All 154 people aboard survived, with 92 taken to hospitals and 13 admitted, but none of the injuries was considered life-threatening, said Jamaican Information Minister Daryl Vaz. One woman underwent surgery for a broken nose and cuts to her face.
U.S. State Department spokesman P.J. Crowley said 76 of the passengers were Americans.
The jet came to a stop on the sandy edge of an airport access road - a "Christmas miracle," said Transport Minister Mike Henry.
"If the plane was going faster, it would have gone into the sea," Henry said.
In daylight yesterday, as soldiers stood around the wrecked jet, the damage was clear: The fuselage was cracked open, its left main landing gear had collapsed, and its nose was crushed and pointing off toward the sea.
Members of the U.S. National Transportation Safety Board were assisting an investigation led by Jamaica's government, but there was no immediate explanation for what led the jet to overshoot the runway.
Some aviation experts speculated that the pilot had been descending too fast for the conditions. Former NTSB chairman Jim Hall, who is not involved in the investigation, said the accident might have involved hydroplaning.
NTSB spokesman Ted Lopatkiewicz said that the flight-data recorder had been recovered and that investigators were working to retrieve the cockpit voice recorder.
Investigators were expected to analyze, among other things, whether the jet should have been landing in such bad weather, said American Airlines spokesman Tim Smith, though he added that other planes had landed safely in the heavy rain.
The flight's captain has worked for American for 22 years and has about 2,700 flight hours on 737s, and the first officer is a 10-year employee with more than 5,000 hours on that plane model, said another American spokesman, Tim Wagner.

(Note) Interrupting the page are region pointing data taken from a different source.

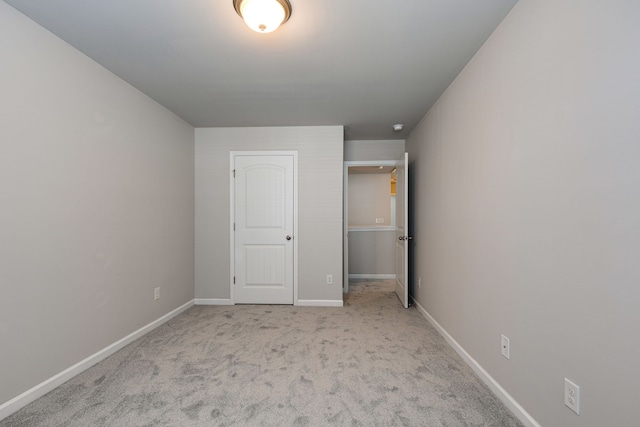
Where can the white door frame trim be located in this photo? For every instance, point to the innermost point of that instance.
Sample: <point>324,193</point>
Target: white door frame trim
<point>232,267</point>
<point>345,214</point>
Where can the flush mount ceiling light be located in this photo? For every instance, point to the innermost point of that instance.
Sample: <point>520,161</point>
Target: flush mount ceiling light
<point>263,16</point>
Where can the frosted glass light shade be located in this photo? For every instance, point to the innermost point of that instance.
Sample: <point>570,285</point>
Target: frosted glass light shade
<point>263,16</point>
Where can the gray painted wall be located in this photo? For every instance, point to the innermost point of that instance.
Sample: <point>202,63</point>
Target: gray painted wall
<point>96,188</point>
<point>320,154</point>
<point>373,149</point>
<point>369,251</point>
<point>372,252</point>
<point>369,199</point>
<point>527,208</point>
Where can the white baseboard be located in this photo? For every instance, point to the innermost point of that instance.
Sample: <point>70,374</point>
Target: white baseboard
<point>502,394</point>
<point>320,303</point>
<point>213,301</point>
<point>46,386</point>
<point>372,276</point>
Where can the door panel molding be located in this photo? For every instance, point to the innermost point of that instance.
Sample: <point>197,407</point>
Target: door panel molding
<point>233,155</point>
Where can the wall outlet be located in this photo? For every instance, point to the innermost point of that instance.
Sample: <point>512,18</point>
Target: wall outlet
<point>504,346</point>
<point>572,396</point>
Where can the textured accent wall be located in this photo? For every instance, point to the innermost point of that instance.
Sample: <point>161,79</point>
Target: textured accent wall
<point>320,154</point>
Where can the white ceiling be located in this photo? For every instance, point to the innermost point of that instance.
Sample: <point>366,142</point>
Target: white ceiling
<point>364,64</point>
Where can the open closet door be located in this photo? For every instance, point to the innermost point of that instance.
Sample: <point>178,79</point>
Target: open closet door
<point>402,230</point>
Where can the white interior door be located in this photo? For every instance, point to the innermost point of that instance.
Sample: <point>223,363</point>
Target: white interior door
<point>263,229</point>
<point>402,230</point>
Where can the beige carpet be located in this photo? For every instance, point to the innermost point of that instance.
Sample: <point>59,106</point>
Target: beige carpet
<point>370,363</point>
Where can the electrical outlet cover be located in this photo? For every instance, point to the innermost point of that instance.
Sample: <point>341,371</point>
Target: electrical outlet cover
<point>504,346</point>
<point>572,395</point>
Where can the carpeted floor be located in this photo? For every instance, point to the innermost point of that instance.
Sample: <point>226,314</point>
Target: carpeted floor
<point>370,363</point>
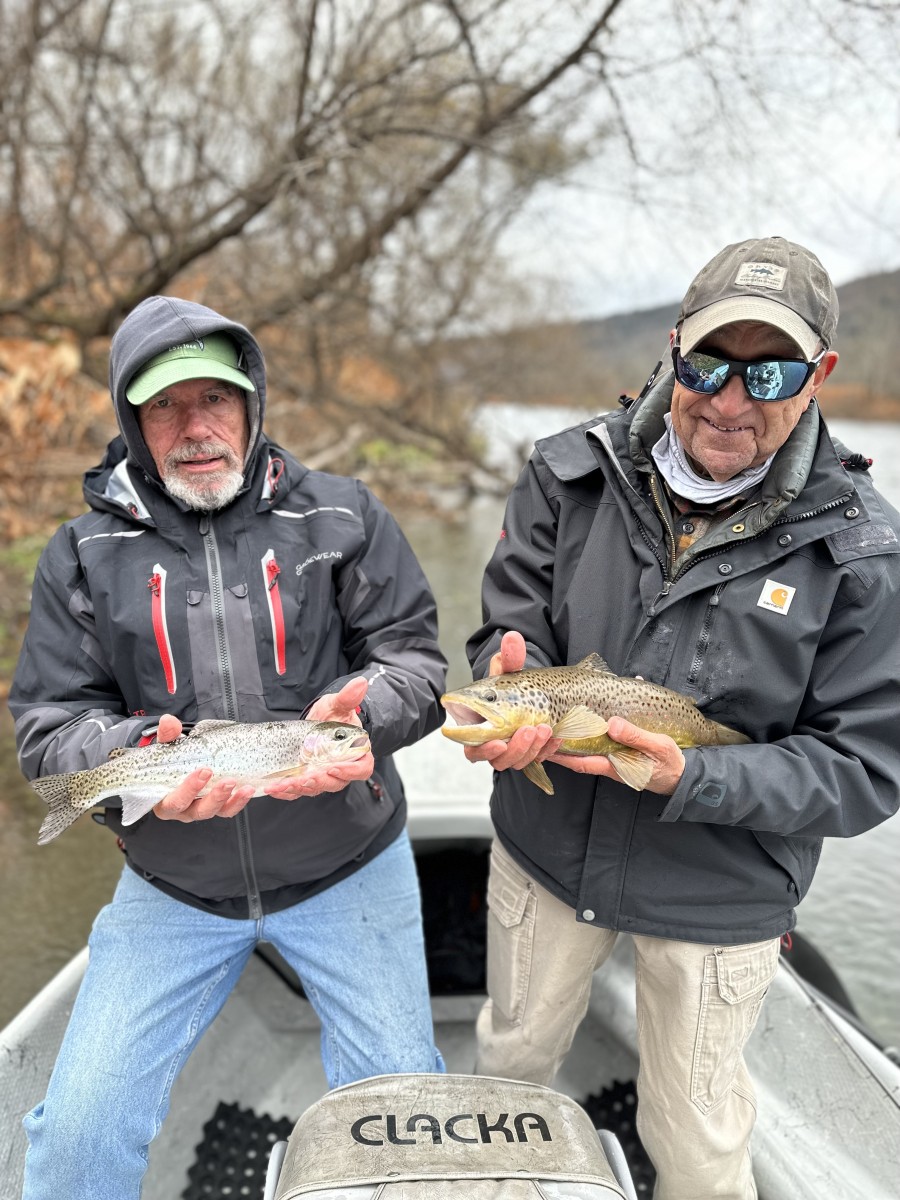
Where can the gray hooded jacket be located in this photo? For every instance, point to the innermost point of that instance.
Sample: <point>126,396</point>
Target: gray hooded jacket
<point>250,613</point>
<point>585,564</point>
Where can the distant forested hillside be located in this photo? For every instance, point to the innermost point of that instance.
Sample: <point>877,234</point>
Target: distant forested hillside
<point>593,361</point>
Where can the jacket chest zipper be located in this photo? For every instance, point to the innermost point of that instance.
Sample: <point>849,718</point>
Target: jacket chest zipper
<point>229,699</point>
<point>161,633</point>
<point>270,575</point>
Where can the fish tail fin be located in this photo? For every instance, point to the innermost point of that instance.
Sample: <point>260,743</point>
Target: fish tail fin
<point>58,795</point>
<point>535,772</point>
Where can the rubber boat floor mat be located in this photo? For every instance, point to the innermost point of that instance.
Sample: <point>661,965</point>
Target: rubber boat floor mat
<point>233,1155</point>
<point>616,1109</point>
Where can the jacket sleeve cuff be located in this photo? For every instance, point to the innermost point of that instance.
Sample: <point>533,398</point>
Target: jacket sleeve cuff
<point>696,792</point>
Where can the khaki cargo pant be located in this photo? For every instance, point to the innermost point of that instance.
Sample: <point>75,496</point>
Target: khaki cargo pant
<point>696,1007</point>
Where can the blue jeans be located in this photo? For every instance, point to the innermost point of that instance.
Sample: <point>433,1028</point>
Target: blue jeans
<point>160,972</point>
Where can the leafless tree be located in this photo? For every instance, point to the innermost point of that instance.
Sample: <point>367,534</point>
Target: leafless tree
<point>339,173</point>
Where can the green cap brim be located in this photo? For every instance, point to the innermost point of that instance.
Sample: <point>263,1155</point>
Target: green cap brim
<point>148,383</point>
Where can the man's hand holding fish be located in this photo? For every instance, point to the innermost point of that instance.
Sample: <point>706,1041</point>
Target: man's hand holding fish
<point>226,797</point>
<point>535,743</point>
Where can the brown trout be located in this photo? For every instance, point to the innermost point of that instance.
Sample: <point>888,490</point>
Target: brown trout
<point>250,754</point>
<point>577,703</point>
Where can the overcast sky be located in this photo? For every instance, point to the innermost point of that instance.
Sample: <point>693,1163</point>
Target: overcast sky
<point>815,160</point>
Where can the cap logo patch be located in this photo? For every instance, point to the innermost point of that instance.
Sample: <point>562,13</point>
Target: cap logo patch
<point>761,275</point>
<point>775,597</point>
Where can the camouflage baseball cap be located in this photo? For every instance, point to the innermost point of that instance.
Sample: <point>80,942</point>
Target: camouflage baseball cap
<point>771,280</point>
<point>214,357</point>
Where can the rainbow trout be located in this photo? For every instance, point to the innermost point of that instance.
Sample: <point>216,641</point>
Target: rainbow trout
<point>250,754</point>
<point>577,703</point>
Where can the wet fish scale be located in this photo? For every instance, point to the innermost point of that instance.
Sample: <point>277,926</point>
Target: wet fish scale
<point>577,701</point>
<point>255,754</point>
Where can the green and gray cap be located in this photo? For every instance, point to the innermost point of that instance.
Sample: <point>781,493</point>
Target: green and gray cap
<point>214,357</point>
<point>771,280</point>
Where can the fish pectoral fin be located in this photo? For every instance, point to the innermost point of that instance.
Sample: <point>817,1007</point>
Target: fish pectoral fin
<point>635,767</point>
<point>580,723</point>
<point>209,726</point>
<point>535,772</point>
<point>137,803</point>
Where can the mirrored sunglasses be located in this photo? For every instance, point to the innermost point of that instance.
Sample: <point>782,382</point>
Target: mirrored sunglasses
<point>763,378</point>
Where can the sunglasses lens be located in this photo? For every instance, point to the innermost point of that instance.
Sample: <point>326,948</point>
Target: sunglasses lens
<point>701,372</point>
<point>775,379</point>
<point>766,379</point>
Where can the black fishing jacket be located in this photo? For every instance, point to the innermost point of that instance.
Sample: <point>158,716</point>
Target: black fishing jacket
<point>813,677</point>
<point>250,613</point>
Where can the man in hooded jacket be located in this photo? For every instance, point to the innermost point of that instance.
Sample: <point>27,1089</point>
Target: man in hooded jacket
<point>216,577</point>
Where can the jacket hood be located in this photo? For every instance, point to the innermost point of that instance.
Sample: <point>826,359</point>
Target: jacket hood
<point>153,327</point>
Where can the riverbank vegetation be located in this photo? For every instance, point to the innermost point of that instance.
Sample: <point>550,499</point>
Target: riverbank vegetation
<point>343,178</point>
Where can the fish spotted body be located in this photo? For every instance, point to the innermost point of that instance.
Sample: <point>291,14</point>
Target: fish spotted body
<point>258,754</point>
<point>577,702</point>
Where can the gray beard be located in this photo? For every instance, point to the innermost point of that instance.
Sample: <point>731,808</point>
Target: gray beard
<point>208,493</point>
<point>207,496</point>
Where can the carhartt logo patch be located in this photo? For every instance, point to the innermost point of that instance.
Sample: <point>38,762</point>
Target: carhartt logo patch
<point>775,597</point>
<point>761,275</point>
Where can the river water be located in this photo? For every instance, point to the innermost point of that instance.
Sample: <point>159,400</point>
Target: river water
<point>49,894</point>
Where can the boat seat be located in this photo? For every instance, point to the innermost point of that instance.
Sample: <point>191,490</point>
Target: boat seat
<point>444,1138</point>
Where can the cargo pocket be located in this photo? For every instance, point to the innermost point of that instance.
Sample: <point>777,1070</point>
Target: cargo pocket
<point>510,935</point>
<point>736,979</point>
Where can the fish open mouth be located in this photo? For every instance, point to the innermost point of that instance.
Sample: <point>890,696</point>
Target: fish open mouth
<point>472,726</point>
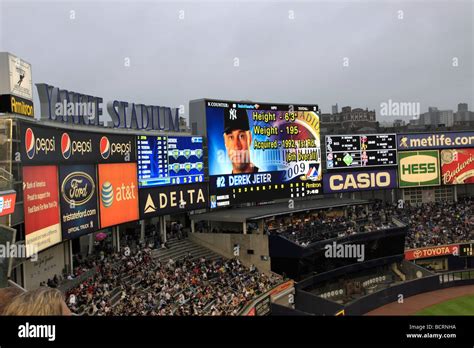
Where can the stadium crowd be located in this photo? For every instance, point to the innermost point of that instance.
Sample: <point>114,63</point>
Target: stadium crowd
<point>429,224</point>
<point>139,285</point>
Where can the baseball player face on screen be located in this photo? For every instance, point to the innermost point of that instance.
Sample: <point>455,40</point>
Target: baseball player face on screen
<point>237,140</point>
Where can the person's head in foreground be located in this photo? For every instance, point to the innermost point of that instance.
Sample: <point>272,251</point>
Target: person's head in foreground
<point>42,301</point>
<point>7,295</point>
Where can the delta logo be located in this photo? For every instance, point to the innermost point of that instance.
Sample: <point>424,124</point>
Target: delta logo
<point>34,145</point>
<point>111,194</point>
<point>107,148</point>
<point>69,147</point>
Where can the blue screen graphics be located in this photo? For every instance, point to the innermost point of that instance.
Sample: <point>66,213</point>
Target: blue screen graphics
<point>167,160</point>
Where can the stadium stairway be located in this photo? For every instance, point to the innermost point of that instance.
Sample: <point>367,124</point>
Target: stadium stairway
<point>178,249</point>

For the passengers, what seemed most startling was how a bumpy but otherwise ordinary trip descended so quickly into chaos.
Flight 331, which originated at Reagan National Airport in Washington, took off from Miami International Airport at 8:52 p.m. and arrived at Kingston at 10:22 p.m. It carried a crew of six and 148 passengers, many of them Jamaicans coming home for Christmas, officials said.
In-flight turbulence had forced the crew to halt the beverage service three times before finally giving up, passengers said.
Before descending, the pilot warned of more turbulence, but said it most likely would not be much worse, Abaurrea said.
"All of a sudden, when it hit the ground, the plane was kind of bouncing," she said. "Someone said the plane was skidding, and there was panic."
There was no time to feel afraid, Wehrwein said. Immediately after impact, he recalled, he was hit by a panel that fell from the ceiling, and then the jet came to an abrupt halt.
"I said, 'Oh, my God, we crashed,' then I got hit in [the] back," Wehrwein said.
He and his wife recalled a hissing sound, perhaps from the release of oxygen, and a mad scramble to get out the rear emergency exit with the help of the shouting flight crew.
"To me, it's a miracle to be alive," Wehrwein said. "So, I'm just grateful for that."